Build, Test, and Development Commands
Set up the separate app and training environments with:
bash scripts/setup_app_env.sh
bash scripts/setup_training_env.sh
Run the test suite with .venv-training/bin/pytest -q. Start the local Gradio entrypoint with .venv-app/bin/python app.py. Evaluate the deterministic baseline across all seeded tasks with .venv-training/bin/python scripts/evaluate_policies.py --provider baseline. Run one full episode trace with .venv-training/bin/python scripts/run_policy_episode.py --task hard_rag_reply --provider baseline. Train the tabular RL policy with .venv-training/bin/python scripts/train_rl_agent.py --episodes 300. To exercise the Gemma model through OpenRouter, set OPENROUTER_API_KEY first, then switch --provider openrouter or set POLICY_PROVIDER = "openrouter" in the notebook.
.venv-training/bin/python scripts/evaluate_policies.py --provider baseline
Coding Style & Naming Conventions
Target Python 3.11+ and use 4-space indentation. Prefer explicit types and small, single-purpose functions. Follow existing naming patterns: snake_case for functions, variables, and modules; PascalCase for Pydantic models and environment classes; uppercase for constants such as TASK_SEEDS. Keep comments brief and only where behavior is not obvious. There is no formatter configured yet, so match the existing style and keep imports tidy.
Testing Guidelines
Tests use pytest. Add or update tests with every behavioral change, especially for environment transitions, reward shaping, seeded task completion, runner traces, OpenRouter service behavior, and RL training smoke paths. Name test files test_*.py and test functions test_*. Prefer deterministic assertions against observations, snapshots, action logs, checkpoints, and scores over loose text checks. If you change notebook-driven workflows, validate the underlying module or script rather than testing notebook JSON behavior only.
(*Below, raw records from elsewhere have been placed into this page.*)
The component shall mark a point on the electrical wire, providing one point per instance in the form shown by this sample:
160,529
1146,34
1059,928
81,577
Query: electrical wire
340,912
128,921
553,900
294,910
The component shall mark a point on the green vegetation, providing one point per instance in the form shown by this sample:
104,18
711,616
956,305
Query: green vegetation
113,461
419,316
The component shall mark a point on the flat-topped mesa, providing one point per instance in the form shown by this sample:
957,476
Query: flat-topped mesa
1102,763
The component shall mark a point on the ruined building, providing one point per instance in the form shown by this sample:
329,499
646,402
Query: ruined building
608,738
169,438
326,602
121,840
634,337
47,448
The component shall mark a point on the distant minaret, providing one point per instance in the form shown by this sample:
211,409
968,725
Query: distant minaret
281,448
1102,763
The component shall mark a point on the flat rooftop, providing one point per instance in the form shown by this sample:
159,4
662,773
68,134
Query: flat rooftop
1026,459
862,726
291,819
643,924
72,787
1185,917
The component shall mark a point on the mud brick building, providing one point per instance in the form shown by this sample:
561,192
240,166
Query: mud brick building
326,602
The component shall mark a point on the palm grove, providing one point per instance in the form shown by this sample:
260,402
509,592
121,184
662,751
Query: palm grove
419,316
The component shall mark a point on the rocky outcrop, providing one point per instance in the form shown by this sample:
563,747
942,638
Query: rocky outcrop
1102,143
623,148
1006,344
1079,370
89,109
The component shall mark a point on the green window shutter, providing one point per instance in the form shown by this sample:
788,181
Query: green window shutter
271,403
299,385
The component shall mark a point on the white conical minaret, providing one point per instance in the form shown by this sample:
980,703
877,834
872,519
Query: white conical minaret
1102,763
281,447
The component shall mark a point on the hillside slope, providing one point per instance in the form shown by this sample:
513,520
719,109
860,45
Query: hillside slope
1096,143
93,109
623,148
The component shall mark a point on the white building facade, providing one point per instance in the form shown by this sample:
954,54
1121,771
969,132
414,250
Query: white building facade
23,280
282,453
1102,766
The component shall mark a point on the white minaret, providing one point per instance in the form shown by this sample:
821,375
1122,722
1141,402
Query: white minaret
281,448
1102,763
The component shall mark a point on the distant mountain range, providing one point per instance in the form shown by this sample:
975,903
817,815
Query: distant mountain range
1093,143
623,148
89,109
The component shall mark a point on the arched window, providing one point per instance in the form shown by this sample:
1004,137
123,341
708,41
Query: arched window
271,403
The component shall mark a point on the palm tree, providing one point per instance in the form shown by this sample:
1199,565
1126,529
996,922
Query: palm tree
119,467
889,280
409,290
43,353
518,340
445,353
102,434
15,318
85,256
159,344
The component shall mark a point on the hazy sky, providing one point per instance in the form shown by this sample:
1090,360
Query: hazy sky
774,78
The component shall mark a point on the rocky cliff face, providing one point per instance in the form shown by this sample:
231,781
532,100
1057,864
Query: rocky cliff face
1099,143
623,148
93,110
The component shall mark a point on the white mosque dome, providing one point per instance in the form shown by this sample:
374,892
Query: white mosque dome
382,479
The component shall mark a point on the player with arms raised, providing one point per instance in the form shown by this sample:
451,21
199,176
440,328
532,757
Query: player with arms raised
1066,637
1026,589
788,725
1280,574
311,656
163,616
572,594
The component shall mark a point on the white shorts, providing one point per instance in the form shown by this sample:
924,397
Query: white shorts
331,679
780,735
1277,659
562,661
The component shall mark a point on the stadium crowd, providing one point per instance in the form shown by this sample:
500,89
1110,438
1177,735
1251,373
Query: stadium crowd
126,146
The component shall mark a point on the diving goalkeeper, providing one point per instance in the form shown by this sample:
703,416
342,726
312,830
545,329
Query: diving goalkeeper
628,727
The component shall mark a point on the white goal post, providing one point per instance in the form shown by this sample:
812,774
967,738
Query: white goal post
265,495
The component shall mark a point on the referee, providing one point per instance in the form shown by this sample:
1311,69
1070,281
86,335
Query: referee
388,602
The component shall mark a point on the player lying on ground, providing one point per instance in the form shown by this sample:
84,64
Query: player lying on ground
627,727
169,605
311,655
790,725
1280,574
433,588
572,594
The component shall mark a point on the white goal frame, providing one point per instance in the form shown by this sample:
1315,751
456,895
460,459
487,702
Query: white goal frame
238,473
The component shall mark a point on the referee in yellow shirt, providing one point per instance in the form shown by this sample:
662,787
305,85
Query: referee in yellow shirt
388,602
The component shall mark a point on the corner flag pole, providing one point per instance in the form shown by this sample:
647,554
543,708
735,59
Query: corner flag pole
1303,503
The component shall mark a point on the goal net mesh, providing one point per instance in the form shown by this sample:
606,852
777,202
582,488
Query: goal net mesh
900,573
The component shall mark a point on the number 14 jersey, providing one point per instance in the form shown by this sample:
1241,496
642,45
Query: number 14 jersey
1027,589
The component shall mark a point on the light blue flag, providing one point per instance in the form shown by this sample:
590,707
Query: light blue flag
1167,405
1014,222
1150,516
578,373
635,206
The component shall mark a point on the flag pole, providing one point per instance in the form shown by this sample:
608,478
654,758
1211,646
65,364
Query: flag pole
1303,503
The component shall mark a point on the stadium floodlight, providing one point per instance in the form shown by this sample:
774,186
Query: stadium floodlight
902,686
Commit & Pull Request Guidelines
Current history uses short, imperative commit subjects such as Initial RL agent sandbox scaffold and Add PRD progress checkpoint note. Continue that style: concise subject line, capitalized first word, no trailing period. Pull requests should include a brief summary, note any changed scenarios or rewards, list validation steps run (pytest -q, smoke tests), and attach screenshots only when UI behavior in app.py changes.
Agent-Specific Notes
Preserve determinism in the environment, graders, and baseline policy. Live API access belongs in policy layers such as OpenRouterPolicy, not in the workspace or reward path. Keep EpisodeRunner as the shared execution path for scripts, tests, Gradio, and notebook workflows. Treat OpenRouter calls as optional runtime behavior: tests and RL smoke runs must stay runnable without network access. If notebook experiments uncover a useful change, codify it in src/ and cover it with tests before treating it as part of the baseline.
Agent Workflow Loop
All execution surfaces in this repository should follow the same loop:
- Load environment state
- Generate observation
- Send to LLM or policy
- Receive structured action
- Execute action in workspace
- Update state
- Repeat until task complete
In code, keep this flow inside EpisodeRunner. Use initialize() for steps 1-2, choose_action() for steps 3-4, and advance() plus env.step() for steps 5-6. Do not duplicate bespoke episode loops in notebooks, scripts, or UI handlers.